Friday, October 7, 2011

Hard drive reliability

The problem with modern day reliability tests of hard drives is that it is difficult to test how time affects drives.  Running a drive for five years is not the same as reading and writing terabytes of data to a drive for a month.  Voltage spikes on booting up a computer and vibrations from removing a drive from a case can't be mimicked in a lab.

Brand reputation doesn't mean a whole lot either.  No brand that I've owned has been immune to the click of death or the high pitched wheeze that accompanies a dying or dead drive.

I've gone through lots of hard drives in my time.  Thankfully, most have died after being decommissioned, or I was able to recover the data from them before putting them out to pasture.  As a service to someone out there (and for my own record), here are the hard drives that have died on me.

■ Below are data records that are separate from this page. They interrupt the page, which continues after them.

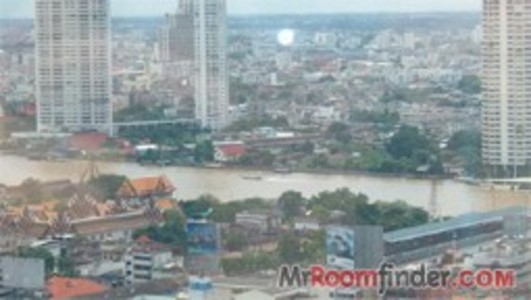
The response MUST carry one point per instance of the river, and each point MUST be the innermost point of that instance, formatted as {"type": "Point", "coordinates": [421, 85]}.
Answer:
{"type": "Point", "coordinates": [452, 198]}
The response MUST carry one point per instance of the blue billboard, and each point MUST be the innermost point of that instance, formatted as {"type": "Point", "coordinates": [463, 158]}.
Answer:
{"type": "Point", "coordinates": [340, 247]}
{"type": "Point", "coordinates": [202, 237]}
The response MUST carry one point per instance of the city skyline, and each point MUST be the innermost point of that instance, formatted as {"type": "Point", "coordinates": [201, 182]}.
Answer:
{"type": "Point", "coordinates": [73, 66]}
{"type": "Point", "coordinates": [25, 9]}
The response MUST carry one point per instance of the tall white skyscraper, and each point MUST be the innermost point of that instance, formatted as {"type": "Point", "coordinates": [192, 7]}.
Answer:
{"type": "Point", "coordinates": [211, 80]}
{"type": "Point", "coordinates": [506, 108]}
{"type": "Point", "coordinates": [73, 65]}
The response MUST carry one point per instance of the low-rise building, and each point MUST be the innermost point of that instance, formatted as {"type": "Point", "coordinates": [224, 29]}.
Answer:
{"type": "Point", "coordinates": [116, 227]}
{"type": "Point", "coordinates": [306, 224]}
{"type": "Point", "coordinates": [264, 222]}
{"type": "Point", "coordinates": [141, 190]}
{"type": "Point", "coordinates": [228, 151]}
{"type": "Point", "coordinates": [147, 260]}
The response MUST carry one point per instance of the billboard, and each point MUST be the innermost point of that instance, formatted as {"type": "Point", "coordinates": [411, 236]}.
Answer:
{"type": "Point", "coordinates": [22, 273]}
{"type": "Point", "coordinates": [340, 247]}
{"type": "Point", "coordinates": [202, 237]}
{"type": "Point", "coordinates": [204, 247]}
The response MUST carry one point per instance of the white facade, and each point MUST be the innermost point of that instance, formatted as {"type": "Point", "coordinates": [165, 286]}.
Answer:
{"type": "Point", "coordinates": [211, 80]}
{"type": "Point", "coordinates": [506, 111]}
{"type": "Point", "coordinates": [73, 65]}
{"type": "Point", "coordinates": [143, 266]}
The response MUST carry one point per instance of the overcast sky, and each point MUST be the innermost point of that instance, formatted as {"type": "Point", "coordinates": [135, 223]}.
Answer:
{"type": "Point", "coordinates": [24, 8]}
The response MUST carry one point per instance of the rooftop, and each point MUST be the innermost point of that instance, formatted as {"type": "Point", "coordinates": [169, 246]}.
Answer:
{"type": "Point", "coordinates": [454, 223]}
{"type": "Point", "coordinates": [66, 288]}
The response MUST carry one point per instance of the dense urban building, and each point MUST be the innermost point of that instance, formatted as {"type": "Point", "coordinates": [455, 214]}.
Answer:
{"type": "Point", "coordinates": [506, 106]}
{"type": "Point", "coordinates": [73, 65]}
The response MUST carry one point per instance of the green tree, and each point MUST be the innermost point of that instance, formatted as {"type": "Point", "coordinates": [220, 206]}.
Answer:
{"type": "Point", "coordinates": [66, 267]}
{"type": "Point", "coordinates": [235, 241]}
{"type": "Point", "coordinates": [291, 204]}
{"type": "Point", "coordinates": [465, 139]}
{"type": "Point", "coordinates": [340, 132]}
{"type": "Point", "coordinates": [406, 142]}
{"type": "Point", "coordinates": [40, 253]}
{"type": "Point", "coordinates": [172, 232]}
{"type": "Point", "coordinates": [289, 248]}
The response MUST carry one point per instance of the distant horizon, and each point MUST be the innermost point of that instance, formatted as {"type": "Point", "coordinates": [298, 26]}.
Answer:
{"type": "Point", "coordinates": [289, 14]}
{"type": "Point", "coordinates": [16, 9]}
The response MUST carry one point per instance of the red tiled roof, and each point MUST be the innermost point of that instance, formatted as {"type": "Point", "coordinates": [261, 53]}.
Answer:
{"type": "Point", "coordinates": [143, 239]}
{"type": "Point", "coordinates": [146, 186]}
{"type": "Point", "coordinates": [66, 288]}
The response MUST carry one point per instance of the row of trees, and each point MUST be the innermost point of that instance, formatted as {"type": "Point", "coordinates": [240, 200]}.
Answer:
{"type": "Point", "coordinates": [408, 151]}
{"type": "Point", "coordinates": [291, 249]}
{"type": "Point", "coordinates": [349, 208]}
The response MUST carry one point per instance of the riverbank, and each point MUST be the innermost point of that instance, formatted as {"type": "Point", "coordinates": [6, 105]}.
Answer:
{"type": "Point", "coordinates": [251, 168]}
{"type": "Point", "coordinates": [229, 184]}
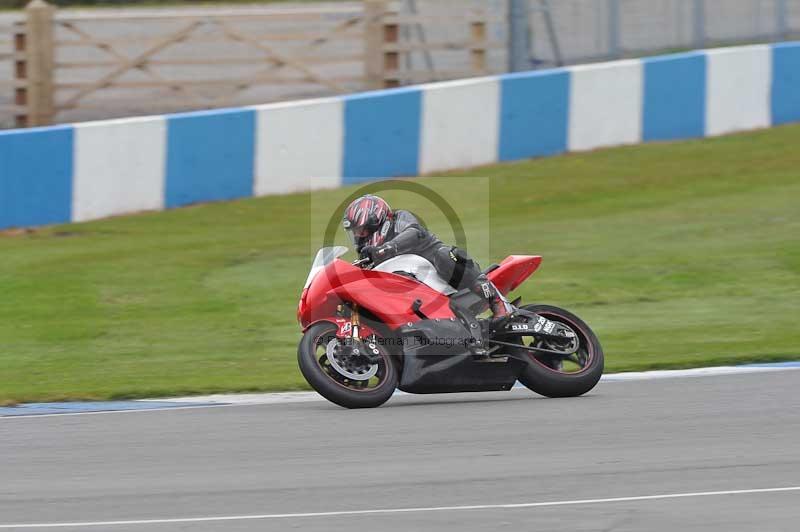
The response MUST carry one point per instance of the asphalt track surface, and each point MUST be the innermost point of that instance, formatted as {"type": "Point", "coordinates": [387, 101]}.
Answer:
{"type": "Point", "coordinates": [630, 456]}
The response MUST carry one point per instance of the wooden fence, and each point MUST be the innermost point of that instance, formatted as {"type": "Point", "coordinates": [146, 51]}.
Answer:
{"type": "Point", "coordinates": [69, 66]}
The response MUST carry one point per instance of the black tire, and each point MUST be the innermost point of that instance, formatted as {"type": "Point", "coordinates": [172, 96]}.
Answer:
{"type": "Point", "coordinates": [549, 382]}
{"type": "Point", "coordinates": [331, 390]}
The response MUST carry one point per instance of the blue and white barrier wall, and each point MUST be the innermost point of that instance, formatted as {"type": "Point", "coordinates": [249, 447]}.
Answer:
{"type": "Point", "coordinates": [93, 170]}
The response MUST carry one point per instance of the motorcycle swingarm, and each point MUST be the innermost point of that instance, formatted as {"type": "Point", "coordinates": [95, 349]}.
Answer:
{"type": "Point", "coordinates": [538, 350]}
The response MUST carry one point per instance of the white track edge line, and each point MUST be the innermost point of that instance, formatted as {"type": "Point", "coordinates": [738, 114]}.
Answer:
{"type": "Point", "coordinates": [230, 400]}
{"type": "Point", "coordinates": [385, 511]}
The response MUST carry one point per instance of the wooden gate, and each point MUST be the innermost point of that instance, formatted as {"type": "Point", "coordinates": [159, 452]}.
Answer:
{"type": "Point", "coordinates": [78, 65]}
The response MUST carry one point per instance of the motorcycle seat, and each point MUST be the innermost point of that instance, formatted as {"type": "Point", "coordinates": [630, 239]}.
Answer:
{"type": "Point", "coordinates": [491, 268]}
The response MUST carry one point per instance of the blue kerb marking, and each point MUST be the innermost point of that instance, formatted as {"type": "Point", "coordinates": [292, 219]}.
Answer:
{"type": "Point", "coordinates": [785, 83]}
{"type": "Point", "coordinates": [210, 156]}
{"type": "Point", "coordinates": [674, 97]}
{"type": "Point", "coordinates": [534, 114]}
{"type": "Point", "coordinates": [36, 176]}
{"type": "Point", "coordinates": [381, 135]}
{"type": "Point", "coordinates": [38, 409]}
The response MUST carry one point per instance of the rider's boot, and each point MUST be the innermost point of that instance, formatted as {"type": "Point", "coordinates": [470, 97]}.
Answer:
{"type": "Point", "coordinates": [500, 311]}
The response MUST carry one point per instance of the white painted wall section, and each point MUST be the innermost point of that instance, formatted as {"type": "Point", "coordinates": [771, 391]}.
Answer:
{"type": "Point", "coordinates": [460, 124]}
{"type": "Point", "coordinates": [738, 89]}
{"type": "Point", "coordinates": [605, 106]}
{"type": "Point", "coordinates": [297, 145]}
{"type": "Point", "coordinates": [119, 167]}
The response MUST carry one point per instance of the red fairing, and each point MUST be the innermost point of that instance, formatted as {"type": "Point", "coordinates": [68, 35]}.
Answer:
{"type": "Point", "coordinates": [386, 295]}
{"type": "Point", "coordinates": [513, 271]}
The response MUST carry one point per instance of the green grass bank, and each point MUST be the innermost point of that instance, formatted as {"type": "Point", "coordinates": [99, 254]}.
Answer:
{"type": "Point", "coordinates": [678, 255]}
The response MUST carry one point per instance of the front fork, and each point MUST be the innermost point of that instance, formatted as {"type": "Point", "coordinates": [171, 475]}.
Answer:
{"type": "Point", "coordinates": [348, 321]}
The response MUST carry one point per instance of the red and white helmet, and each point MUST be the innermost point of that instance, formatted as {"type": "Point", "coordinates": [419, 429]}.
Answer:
{"type": "Point", "coordinates": [367, 221]}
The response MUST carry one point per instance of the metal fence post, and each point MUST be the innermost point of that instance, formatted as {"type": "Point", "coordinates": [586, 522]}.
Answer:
{"type": "Point", "coordinates": [613, 29]}
{"type": "Point", "coordinates": [34, 66]}
{"type": "Point", "coordinates": [699, 23]}
{"type": "Point", "coordinates": [782, 19]}
{"type": "Point", "coordinates": [519, 36]}
{"type": "Point", "coordinates": [374, 71]}
{"type": "Point", "coordinates": [478, 52]}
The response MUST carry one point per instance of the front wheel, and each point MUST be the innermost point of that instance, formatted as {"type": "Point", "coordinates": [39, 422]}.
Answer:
{"type": "Point", "coordinates": [351, 374]}
{"type": "Point", "coordinates": [555, 376]}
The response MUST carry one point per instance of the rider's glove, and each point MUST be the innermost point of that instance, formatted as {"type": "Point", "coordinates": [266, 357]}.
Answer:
{"type": "Point", "coordinates": [378, 254]}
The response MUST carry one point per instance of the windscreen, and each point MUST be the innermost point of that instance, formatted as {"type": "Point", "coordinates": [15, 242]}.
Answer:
{"type": "Point", "coordinates": [324, 257]}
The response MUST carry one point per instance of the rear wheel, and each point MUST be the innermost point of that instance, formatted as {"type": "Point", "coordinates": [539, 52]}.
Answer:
{"type": "Point", "coordinates": [352, 374]}
{"type": "Point", "coordinates": [562, 376]}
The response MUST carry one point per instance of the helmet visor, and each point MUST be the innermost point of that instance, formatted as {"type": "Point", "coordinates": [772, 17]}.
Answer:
{"type": "Point", "coordinates": [358, 236]}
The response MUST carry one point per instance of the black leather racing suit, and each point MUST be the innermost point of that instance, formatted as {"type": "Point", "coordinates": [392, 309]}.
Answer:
{"type": "Point", "coordinates": [406, 235]}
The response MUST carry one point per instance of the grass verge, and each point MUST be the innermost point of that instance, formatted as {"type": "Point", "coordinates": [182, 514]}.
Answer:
{"type": "Point", "coordinates": [679, 255]}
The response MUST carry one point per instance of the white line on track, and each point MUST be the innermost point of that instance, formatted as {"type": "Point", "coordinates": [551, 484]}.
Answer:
{"type": "Point", "coordinates": [386, 511]}
{"type": "Point", "coordinates": [229, 400]}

Western Digital 2.1 gb.  This is the first ever drive that died on me.  The motor spinning it just got weak, and I'd have to give it a quick twirl in my wrist to get it in motion.  Once in motion, it was fine for a short while.  Eventually, I got write errors, so I put this drive out to pasture.  I was glad for the excuse--it was by far the loudest drive I've ever owned.

Samsung 20g (SV2002H).  I've always liked Samsung as the maker of the quietest drives.  Unfortunately, they do have a reputation as unreliable drives.  I'm 1 for 2 as far as reliability is concerned for this brand.

IBM Deskstar (IC35L040AVER07).  I chose this one mainly for the performance reports from some online source.  They were commonly referred to in the hardware community as Deathstars.  This is the only IBM drive I've ever owned.

Western Digital (WD1200).  I didn't buy this drive; it was part of a RAID config when it failed, so no big loss.

Quite a few Maxtor drives have passed through my possession, but surprisingly none have died.

The moral of the story is that all drives will die.  Even you fans of Solid State Drive might one day be disappointed that your drive is dying (though I'd expect them to be more reliable).  Run a back up system.  For a while, I was running a file mirroring software over network shares, but that required me to be diligent about running it.  Currently, I use a software package that backs up the folders on your computer to another computer on the network, which takes care of the two most likely reasons to need a backup - drive failure, and theft.